Best of Paris
Pigalle and South Pigalle: Paris's After-Dark Neighbourhood
Pigalle sits at the foot of Montmartre in the 18th arrondissement, long famous for its cabaret clubs and red-light atmosphere but now reinvented as one of Paris's most talked-about dining and bar districts. The area below Pigalle — nicknamed SoPi (South Pigalle) — has transformed completely in the past decade, its former adult entertainment shops replaced by natural wine bars, farm-to-table bistros, and intimate cocktail lounges that have attracted a creative and international crowd.
The Moulin Rouge still anchors the Place de Pigalle with its flashing windmill and evening shows that draw visitors from around the world. But behind it, the streets reveal a completely different scene. Au Syndicat on Rue du Faubourg Saint-Denis pioneered the Pigalle cocktail revolution, serving French spirits with a proudly unpretentious attitude. Restaurant Le Miroir on Rue des Martyrs serves excellent modern bistro food at genuinely honest prices.
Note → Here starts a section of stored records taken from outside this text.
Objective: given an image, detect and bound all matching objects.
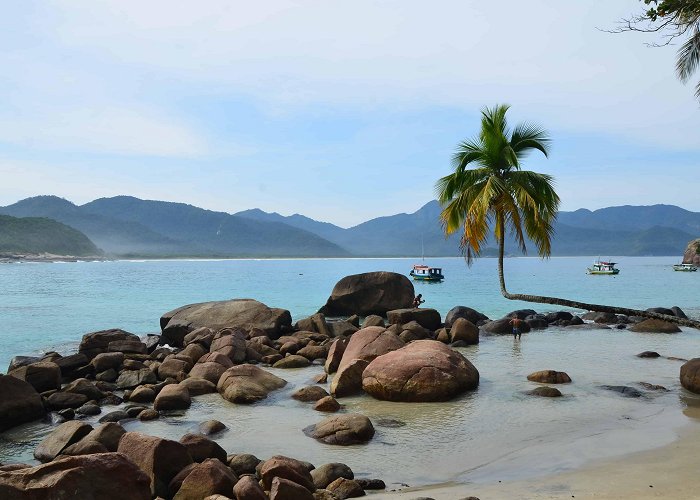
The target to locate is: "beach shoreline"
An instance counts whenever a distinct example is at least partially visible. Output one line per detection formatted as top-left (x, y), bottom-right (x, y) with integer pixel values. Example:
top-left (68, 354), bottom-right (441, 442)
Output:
top-left (370, 406), bottom-right (700, 500)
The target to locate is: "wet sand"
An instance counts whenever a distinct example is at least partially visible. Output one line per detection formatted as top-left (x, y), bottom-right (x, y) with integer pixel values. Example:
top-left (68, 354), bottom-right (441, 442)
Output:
top-left (371, 407), bottom-right (700, 500)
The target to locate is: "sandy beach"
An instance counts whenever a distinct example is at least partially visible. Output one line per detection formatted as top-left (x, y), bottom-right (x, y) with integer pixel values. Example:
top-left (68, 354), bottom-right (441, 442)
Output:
top-left (371, 407), bottom-right (700, 500)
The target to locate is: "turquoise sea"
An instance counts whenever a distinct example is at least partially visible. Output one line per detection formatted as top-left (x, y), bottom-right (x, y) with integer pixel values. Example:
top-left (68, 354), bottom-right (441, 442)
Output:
top-left (0, 257), bottom-right (700, 369)
top-left (0, 256), bottom-right (700, 488)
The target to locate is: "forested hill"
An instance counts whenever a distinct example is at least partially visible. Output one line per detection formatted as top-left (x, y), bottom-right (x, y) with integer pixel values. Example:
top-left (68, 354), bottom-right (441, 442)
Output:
top-left (0, 215), bottom-right (102, 257)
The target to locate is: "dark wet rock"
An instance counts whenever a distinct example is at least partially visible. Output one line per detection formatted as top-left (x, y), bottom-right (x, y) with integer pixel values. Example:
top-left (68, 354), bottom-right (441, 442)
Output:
top-left (260, 455), bottom-right (315, 492)
top-left (85, 422), bottom-right (126, 451)
top-left (180, 377), bottom-right (216, 397)
top-left (527, 370), bottom-right (571, 384)
top-left (161, 299), bottom-right (292, 347)
top-left (197, 420), bottom-right (228, 436)
top-left (180, 433), bottom-right (226, 464)
top-left (362, 340), bottom-right (479, 402)
top-left (270, 477), bottom-right (314, 500)
top-left (233, 476), bottom-right (268, 500)
top-left (0, 375), bottom-right (46, 432)
top-left (129, 385), bottom-right (156, 403)
top-left (680, 358), bottom-right (700, 394)
top-left (311, 463), bottom-right (355, 489)
top-left (216, 365), bottom-right (287, 403)
top-left (47, 392), bottom-right (88, 410)
top-left (327, 477), bottom-right (365, 500)
top-left (273, 354), bottom-right (311, 368)
top-left (99, 410), bottom-right (131, 424)
top-left (445, 306), bottom-right (489, 328)
top-left (528, 386), bottom-right (562, 398)
top-left (355, 479), bottom-right (386, 490)
top-left (637, 382), bottom-right (668, 392)
top-left (8, 361), bottom-right (61, 392)
top-left (314, 396), bottom-right (340, 413)
top-left (319, 271), bottom-right (415, 316)
top-left (600, 385), bottom-right (642, 398)
top-left (630, 319), bottom-right (681, 333)
top-left (331, 359), bottom-right (369, 398)
top-left (386, 307), bottom-right (442, 331)
top-left (173, 459), bottom-right (238, 500)
top-left (63, 378), bottom-right (106, 401)
top-left (75, 402), bottom-right (102, 416)
top-left (228, 453), bottom-right (262, 476)
top-left (364, 314), bottom-right (386, 328)
top-left (304, 413), bottom-right (374, 446)
top-left (117, 368), bottom-right (158, 389)
top-left (61, 437), bottom-right (109, 456)
top-left (78, 328), bottom-right (141, 360)
top-left (324, 338), bottom-right (348, 374)
top-left (481, 317), bottom-right (530, 335)
top-left (54, 353), bottom-right (89, 377)
top-left (449, 318), bottom-right (479, 345)
top-left (292, 385), bottom-right (328, 403)
top-left (0, 453), bottom-right (151, 500)
top-left (153, 384), bottom-right (192, 411)
top-left (637, 351), bottom-right (661, 358)
top-left (34, 420), bottom-right (92, 462)
top-left (118, 432), bottom-right (192, 498)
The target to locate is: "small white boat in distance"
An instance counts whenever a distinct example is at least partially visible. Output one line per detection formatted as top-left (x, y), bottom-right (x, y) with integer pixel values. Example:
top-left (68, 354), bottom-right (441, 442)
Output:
top-left (673, 264), bottom-right (698, 273)
top-left (586, 260), bottom-right (620, 274)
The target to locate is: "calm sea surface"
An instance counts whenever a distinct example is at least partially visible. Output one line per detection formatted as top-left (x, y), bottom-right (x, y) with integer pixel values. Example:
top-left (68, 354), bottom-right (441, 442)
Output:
top-left (0, 257), bottom-right (700, 485)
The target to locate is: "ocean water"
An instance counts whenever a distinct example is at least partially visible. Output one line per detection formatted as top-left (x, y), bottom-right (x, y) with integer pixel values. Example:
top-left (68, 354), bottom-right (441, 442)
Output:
top-left (0, 257), bottom-right (700, 487)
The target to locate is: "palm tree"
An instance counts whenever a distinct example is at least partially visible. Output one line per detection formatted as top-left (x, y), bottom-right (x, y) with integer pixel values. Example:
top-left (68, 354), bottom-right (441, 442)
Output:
top-left (436, 105), bottom-right (700, 328)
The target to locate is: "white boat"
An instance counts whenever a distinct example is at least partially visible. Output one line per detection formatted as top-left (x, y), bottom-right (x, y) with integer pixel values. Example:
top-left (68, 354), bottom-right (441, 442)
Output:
top-left (586, 260), bottom-right (620, 274)
top-left (673, 263), bottom-right (698, 273)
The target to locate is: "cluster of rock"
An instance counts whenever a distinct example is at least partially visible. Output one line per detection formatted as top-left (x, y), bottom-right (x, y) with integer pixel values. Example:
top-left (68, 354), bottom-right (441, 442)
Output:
top-left (0, 421), bottom-right (385, 500)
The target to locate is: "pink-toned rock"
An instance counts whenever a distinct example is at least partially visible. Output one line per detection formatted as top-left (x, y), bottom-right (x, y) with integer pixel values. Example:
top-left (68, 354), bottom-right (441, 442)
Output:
top-left (362, 340), bottom-right (479, 402)
top-left (0, 453), bottom-right (151, 500)
top-left (118, 432), bottom-right (192, 498)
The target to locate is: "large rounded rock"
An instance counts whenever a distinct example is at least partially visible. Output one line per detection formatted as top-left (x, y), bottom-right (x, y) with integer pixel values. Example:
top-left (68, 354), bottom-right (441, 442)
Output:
top-left (304, 413), bottom-right (374, 446)
top-left (78, 328), bottom-right (141, 360)
top-left (629, 318), bottom-right (681, 333)
top-left (173, 458), bottom-right (238, 500)
top-left (0, 453), bottom-right (151, 500)
top-left (8, 361), bottom-right (61, 392)
top-left (118, 432), bottom-right (192, 498)
top-left (362, 340), bottom-right (479, 401)
top-left (527, 370), bottom-right (571, 384)
top-left (160, 299), bottom-right (292, 347)
top-left (0, 375), bottom-right (46, 432)
top-left (319, 271), bottom-right (415, 316)
top-left (681, 358), bottom-right (700, 394)
top-left (153, 384), bottom-right (192, 411)
top-left (34, 420), bottom-right (92, 462)
top-left (260, 455), bottom-right (315, 492)
top-left (216, 365), bottom-right (287, 403)
top-left (386, 307), bottom-right (442, 331)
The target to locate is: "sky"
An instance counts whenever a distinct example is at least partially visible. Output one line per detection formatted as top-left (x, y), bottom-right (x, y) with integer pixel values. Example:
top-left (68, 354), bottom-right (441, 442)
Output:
top-left (0, 0), bottom-right (700, 227)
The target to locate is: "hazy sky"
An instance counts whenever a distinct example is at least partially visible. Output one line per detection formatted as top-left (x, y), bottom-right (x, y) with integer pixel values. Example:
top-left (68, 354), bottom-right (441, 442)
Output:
top-left (0, 0), bottom-right (700, 226)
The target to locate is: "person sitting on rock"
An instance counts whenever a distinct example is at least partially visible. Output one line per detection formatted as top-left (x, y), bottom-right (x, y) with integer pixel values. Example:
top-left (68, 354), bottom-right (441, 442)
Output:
top-left (508, 316), bottom-right (523, 339)
top-left (413, 293), bottom-right (425, 308)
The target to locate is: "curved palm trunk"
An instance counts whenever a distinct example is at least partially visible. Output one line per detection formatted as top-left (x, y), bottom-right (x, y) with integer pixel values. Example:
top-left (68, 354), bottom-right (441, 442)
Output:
top-left (498, 219), bottom-right (700, 329)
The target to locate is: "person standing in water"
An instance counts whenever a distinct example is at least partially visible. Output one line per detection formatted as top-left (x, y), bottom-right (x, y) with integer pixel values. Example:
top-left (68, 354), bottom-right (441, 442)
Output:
top-left (508, 316), bottom-right (523, 339)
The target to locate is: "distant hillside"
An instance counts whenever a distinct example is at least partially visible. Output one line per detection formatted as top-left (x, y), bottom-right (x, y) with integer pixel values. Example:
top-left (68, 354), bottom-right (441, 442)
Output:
top-left (0, 196), bottom-right (700, 257)
top-left (0, 215), bottom-right (102, 257)
top-left (0, 196), bottom-right (349, 257)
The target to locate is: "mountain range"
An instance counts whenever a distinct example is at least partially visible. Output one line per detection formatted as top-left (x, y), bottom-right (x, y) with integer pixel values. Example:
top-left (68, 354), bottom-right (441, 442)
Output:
top-left (0, 196), bottom-right (700, 257)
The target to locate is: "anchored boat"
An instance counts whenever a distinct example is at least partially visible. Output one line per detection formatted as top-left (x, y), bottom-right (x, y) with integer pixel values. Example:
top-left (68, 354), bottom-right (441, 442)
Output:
top-left (586, 260), bottom-right (620, 274)
top-left (673, 264), bottom-right (698, 273)
top-left (408, 264), bottom-right (445, 281)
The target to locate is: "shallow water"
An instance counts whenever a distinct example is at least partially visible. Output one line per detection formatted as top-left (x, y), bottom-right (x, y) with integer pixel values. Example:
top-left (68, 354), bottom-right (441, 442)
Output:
top-left (0, 328), bottom-right (700, 486)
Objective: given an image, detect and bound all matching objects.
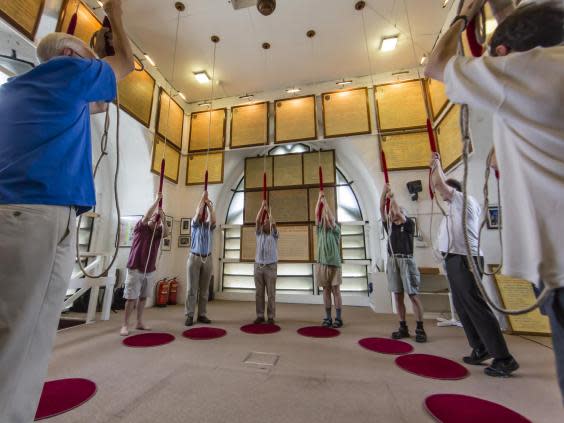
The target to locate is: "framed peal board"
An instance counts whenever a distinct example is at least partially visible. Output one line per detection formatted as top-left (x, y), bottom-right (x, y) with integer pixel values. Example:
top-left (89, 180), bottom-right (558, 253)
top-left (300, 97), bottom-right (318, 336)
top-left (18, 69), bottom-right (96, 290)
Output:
top-left (309, 187), bottom-right (337, 222)
top-left (268, 189), bottom-right (308, 223)
top-left (229, 102), bottom-right (269, 148)
top-left (274, 95), bottom-right (317, 144)
top-left (273, 153), bottom-right (304, 187)
top-left (118, 59), bottom-right (155, 128)
top-left (151, 135), bottom-right (180, 184)
top-left (57, 0), bottom-right (102, 45)
top-left (303, 150), bottom-right (336, 185)
top-left (374, 79), bottom-right (427, 131)
top-left (321, 88), bottom-right (372, 138)
top-left (0, 0), bottom-right (45, 41)
top-left (188, 108), bottom-right (227, 153)
top-left (245, 156), bottom-right (272, 189)
top-left (495, 275), bottom-right (551, 335)
top-left (157, 87), bottom-right (184, 150)
top-left (426, 79), bottom-right (449, 120)
top-left (380, 131), bottom-right (431, 171)
top-left (186, 151), bottom-right (224, 185)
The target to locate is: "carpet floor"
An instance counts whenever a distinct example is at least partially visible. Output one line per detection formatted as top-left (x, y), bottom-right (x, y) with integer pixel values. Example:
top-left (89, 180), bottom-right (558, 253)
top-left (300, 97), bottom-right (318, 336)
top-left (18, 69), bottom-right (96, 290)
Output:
top-left (46, 301), bottom-right (564, 423)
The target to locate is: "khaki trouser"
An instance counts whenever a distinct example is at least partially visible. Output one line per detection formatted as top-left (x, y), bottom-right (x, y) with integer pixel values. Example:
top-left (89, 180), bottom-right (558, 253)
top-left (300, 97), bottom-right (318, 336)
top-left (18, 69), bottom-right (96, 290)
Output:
top-left (0, 205), bottom-right (76, 423)
top-left (255, 263), bottom-right (277, 319)
top-left (185, 254), bottom-right (213, 317)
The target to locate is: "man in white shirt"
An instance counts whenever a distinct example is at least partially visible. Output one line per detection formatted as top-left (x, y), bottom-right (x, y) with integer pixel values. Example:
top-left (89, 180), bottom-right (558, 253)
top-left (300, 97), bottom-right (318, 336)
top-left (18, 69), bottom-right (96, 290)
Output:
top-left (431, 153), bottom-right (519, 377)
top-left (425, 0), bottom-right (564, 395)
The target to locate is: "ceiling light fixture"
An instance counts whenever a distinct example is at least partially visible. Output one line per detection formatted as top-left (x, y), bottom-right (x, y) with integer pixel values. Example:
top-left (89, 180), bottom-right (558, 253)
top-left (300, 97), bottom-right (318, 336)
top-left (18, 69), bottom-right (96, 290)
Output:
top-left (380, 35), bottom-right (398, 52)
top-left (194, 71), bottom-right (211, 84)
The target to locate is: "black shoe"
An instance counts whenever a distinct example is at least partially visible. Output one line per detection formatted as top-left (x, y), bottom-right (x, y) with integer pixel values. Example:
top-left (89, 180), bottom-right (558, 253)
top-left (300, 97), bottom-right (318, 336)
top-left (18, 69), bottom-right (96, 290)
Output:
top-left (392, 326), bottom-right (409, 339)
top-left (415, 329), bottom-right (427, 342)
top-left (484, 357), bottom-right (519, 377)
top-left (462, 349), bottom-right (492, 366)
top-left (198, 316), bottom-right (211, 325)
Rue des Martyrs itself — running south from Pigalle — is one of Paris's finest food streets: cheese shops, fishmongers, boulangeries, and a Saturday morning market atmosphere that draws neighbourhood residents doing their weekly shop. The restaurant scene stretches from early-evening aperitivo culture into late-night cocktail bars without pause. Saturdays in Pigalle feel electric — a mix of tourists arriving for the cabaret, locals heading to dinner, and the creative industry crowd that has made this neighbourhood its own in a transformation that is one of Paris's most remarkable recent stories.